Ma allora davvero i comunisti sono poi diventati socialdemocratici pur senza saperlo o senza volerlo riconoscere? Ecco un punto dolente troppo spesso risolto con superficialità. Intanto perché in genere non si riflette abbastanza sul socialismo in Italia, sul perché sia fallita la possibile alleanza con i Popolari, perché sia fallito il centro sinistra, perché quel partito sia sempre rimasto radicalmente anticlericale e in fondo massimalista oltre che diviso al proprio interno. 

Negli anni trenta erano diventati delle mummie, fermi nella loro ideologia ormai sclerotica. Mi ha sempre molto colpito l’ostracismo e l’espulsione di Giuseppe Donati (ex direttore del Popolo) dalla Concentrazione antifascista, perché non aveva dato un giudizio negativo, bensì articolato, sui Patti Lateranensi!

Togliatti voterà l’articolo 7 della Costituzione, ma non solo o non tanto in modo tattico, ma perché ne era convinto. Non a caso era contrario al Fronte popolare nel ‘48 e vi fu  trascinato da Nenni. Pare addirittura che tirò un sospiro di sollievo quando conobbe i risultati del voto.

E nel ‘49 dopo la scomunica, rassicurò don De Luca che se l’aspettava e che non intendeva rispondere con la contrapposizione frontale. In questo caso fu De Luca a tirare un sospiro di sollievo…

Togliatti, nel suo intimo, stimava De Gasperi, molto meno Nenni e non intendeva in alcun modo favorire la fusione con i socialisti, come chiedeva la destra del partito (Amendola in testa).  Anche per questo il Pci non diventò socialdemocratico. Paradossalmente restare comunisti voleva dire mantenere l’originalità e, al contempo, un filo rosso sotterraneo con i valori religiosi e nutrire quindi la comune avversione verso il “radicalismo borghese”. Il discorso di Bergamo, la scambio di lettere tra Berlinguer e mons. Bettazzi, sono non solo un superamento oggettivo della scolastica marxista, ma anche e soprattutto la testimonianza di una “diversità” che in qualche modo ha reso il Pci uno strano animale, né comunista col kappa né socialista (alla Turati o alla Nenni, o alla Craxi, sempre rimasti “tribuni del popolo” e, al contempo, con la fissa della “stanza dei bottoni”). 

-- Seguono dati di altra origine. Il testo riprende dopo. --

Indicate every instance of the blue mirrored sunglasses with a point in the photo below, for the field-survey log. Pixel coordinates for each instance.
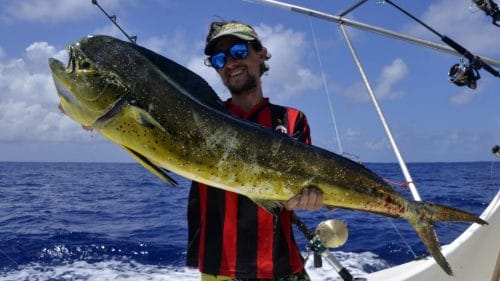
(238, 51)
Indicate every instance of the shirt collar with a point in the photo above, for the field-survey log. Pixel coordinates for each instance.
(238, 111)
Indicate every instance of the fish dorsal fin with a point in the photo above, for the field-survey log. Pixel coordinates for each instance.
(146, 163)
(196, 86)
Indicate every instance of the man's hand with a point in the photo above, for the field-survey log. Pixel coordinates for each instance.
(311, 198)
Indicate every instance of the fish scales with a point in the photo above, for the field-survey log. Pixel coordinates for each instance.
(168, 118)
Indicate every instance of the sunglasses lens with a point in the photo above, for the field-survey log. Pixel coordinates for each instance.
(239, 51)
(218, 60)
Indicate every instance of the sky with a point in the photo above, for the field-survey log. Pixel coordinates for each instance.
(432, 119)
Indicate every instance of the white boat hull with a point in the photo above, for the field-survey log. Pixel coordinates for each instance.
(473, 256)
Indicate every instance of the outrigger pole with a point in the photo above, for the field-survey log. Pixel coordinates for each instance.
(367, 27)
(132, 39)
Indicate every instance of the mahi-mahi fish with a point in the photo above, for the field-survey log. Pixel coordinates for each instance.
(169, 119)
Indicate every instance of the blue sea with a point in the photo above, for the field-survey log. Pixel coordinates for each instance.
(116, 221)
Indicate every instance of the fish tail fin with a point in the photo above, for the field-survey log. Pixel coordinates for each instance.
(422, 217)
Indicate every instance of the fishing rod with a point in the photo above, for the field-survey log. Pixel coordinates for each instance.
(112, 18)
(319, 248)
(460, 74)
(490, 8)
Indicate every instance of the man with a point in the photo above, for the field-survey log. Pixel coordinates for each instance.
(230, 237)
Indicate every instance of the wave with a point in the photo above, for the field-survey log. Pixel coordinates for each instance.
(126, 269)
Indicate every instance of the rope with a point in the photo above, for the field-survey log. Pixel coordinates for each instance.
(399, 184)
(326, 88)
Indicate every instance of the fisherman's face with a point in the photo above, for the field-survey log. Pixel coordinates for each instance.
(242, 75)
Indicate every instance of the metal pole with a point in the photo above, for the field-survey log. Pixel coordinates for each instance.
(402, 164)
(370, 28)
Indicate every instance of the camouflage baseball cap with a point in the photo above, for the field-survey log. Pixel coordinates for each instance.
(232, 28)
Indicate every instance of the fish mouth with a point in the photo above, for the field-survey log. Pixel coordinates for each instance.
(62, 74)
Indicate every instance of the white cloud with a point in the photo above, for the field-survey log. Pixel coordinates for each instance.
(28, 104)
(51, 10)
(287, 77)
(389, 76)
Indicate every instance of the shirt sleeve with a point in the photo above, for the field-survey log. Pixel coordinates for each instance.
(301, 129)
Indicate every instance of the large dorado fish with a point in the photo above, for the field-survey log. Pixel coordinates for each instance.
(168, 118)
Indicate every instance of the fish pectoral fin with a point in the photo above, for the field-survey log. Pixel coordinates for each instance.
(271, 206)
(146, 119)
(146, 163)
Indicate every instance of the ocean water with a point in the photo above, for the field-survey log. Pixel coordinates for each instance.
(116, 221)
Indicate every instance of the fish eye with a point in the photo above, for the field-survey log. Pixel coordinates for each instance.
(84, 65)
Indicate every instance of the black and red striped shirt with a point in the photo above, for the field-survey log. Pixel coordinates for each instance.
(229, 234)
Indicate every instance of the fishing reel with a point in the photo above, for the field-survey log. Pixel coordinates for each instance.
(464, 74)
(332, 233)
(490, 8)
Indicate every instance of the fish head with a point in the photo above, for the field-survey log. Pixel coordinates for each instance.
(89, 86)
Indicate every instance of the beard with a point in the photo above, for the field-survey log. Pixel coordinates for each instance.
(240, 87)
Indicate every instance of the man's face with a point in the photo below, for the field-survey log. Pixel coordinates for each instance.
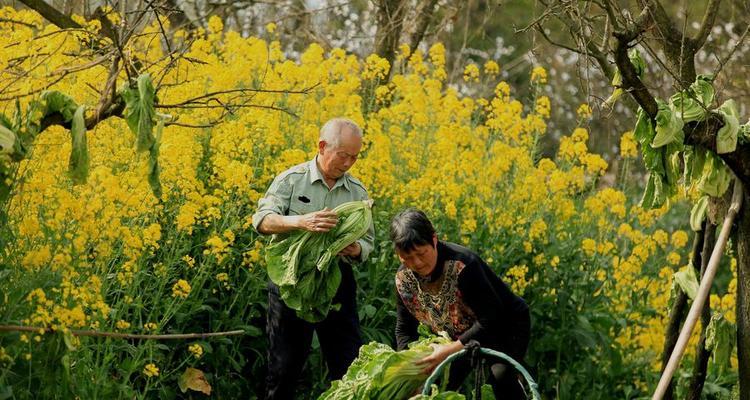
(335, 161)
(421, 259)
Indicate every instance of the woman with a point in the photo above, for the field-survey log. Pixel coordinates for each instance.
(449, 288)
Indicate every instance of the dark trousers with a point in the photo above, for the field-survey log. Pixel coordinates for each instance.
(290, 338)
(502, 377)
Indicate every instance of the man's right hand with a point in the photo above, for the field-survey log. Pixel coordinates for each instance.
(318, 221)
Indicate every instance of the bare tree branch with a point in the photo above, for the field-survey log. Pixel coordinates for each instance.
(425, 12)
(51, 14)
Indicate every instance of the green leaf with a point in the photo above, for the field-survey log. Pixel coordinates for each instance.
(687, 280)
(726, 137)
(78, 164)
(381, 373)
(715, 176)
(140, 111)
(153, 161)
(55, 101)
(720, 340)
(195, 380)
(300, 264)
(668, 126)
(70, 341)
(698, 213)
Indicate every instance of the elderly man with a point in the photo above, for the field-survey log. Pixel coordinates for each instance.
(302, 198)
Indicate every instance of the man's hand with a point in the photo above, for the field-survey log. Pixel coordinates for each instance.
(318, 221)
(440, 353)
(353, 250)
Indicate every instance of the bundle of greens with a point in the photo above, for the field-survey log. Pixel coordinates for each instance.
(382, 373)
(435, 394)
(303, 263)
(640, 67)
(662, 145)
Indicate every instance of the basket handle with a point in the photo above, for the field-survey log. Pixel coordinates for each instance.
(533, 387)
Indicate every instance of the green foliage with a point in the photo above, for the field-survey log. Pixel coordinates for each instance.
(300, 264)
(382, 373)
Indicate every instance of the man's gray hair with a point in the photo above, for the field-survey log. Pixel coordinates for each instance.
(331, 131)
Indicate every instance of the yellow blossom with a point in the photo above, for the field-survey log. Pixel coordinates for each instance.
(181, 289)
(539, 75)
(196, 349)
(151, 370)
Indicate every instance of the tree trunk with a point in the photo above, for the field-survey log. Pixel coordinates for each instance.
(390, 23)
(702, 355)
(743, 297)
(678, 311)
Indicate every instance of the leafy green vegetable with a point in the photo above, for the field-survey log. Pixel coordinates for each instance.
(726, 138)
(640, 67)
(448, 395)
(382, 373)
(140, 114)
(692, 104)
(668, 126)
(301, 263)
(715, 177)
(698, 213)
(78, 165)
(720, 339)
(687, 281)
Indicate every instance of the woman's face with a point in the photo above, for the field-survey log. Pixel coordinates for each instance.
(421, 259)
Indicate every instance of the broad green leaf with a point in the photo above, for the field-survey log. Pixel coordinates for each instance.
(698, 213)
(668, 127)
(720, 339)
(55, 101)
(140, 111)
(687, 280)
(726, 138)
(303, 263)
(153, 161)
(7, 142)
(379, 372)
(78, 165)
(715, 177)
(194, 379)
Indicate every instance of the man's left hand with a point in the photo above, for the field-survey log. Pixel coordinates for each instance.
(440, 353)
(353, 250)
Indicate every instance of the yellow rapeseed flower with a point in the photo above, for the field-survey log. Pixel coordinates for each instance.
(196, 349)
(151, 370)
(539, 75)
(181, 289)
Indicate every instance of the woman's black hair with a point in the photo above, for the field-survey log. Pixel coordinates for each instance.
(411, 228)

Forse andrebbero riletti i discorsi del Brancaccio del luglio 1944, quello di Togliatti e quello successivo di De Gasperi, come fondativi di culture diverse ma non inconciliabili. Per poi magari trovare spunti interessanti per la mia tesi.

Per questo non celebro il 21 gennaio, mentre aspetto il 2044 per ricordare il centenario del Pci. Ovviamente non ci sarò, ma i nostri nipoti lo celebreranno assieme a quello…della Democrazia Cristiana.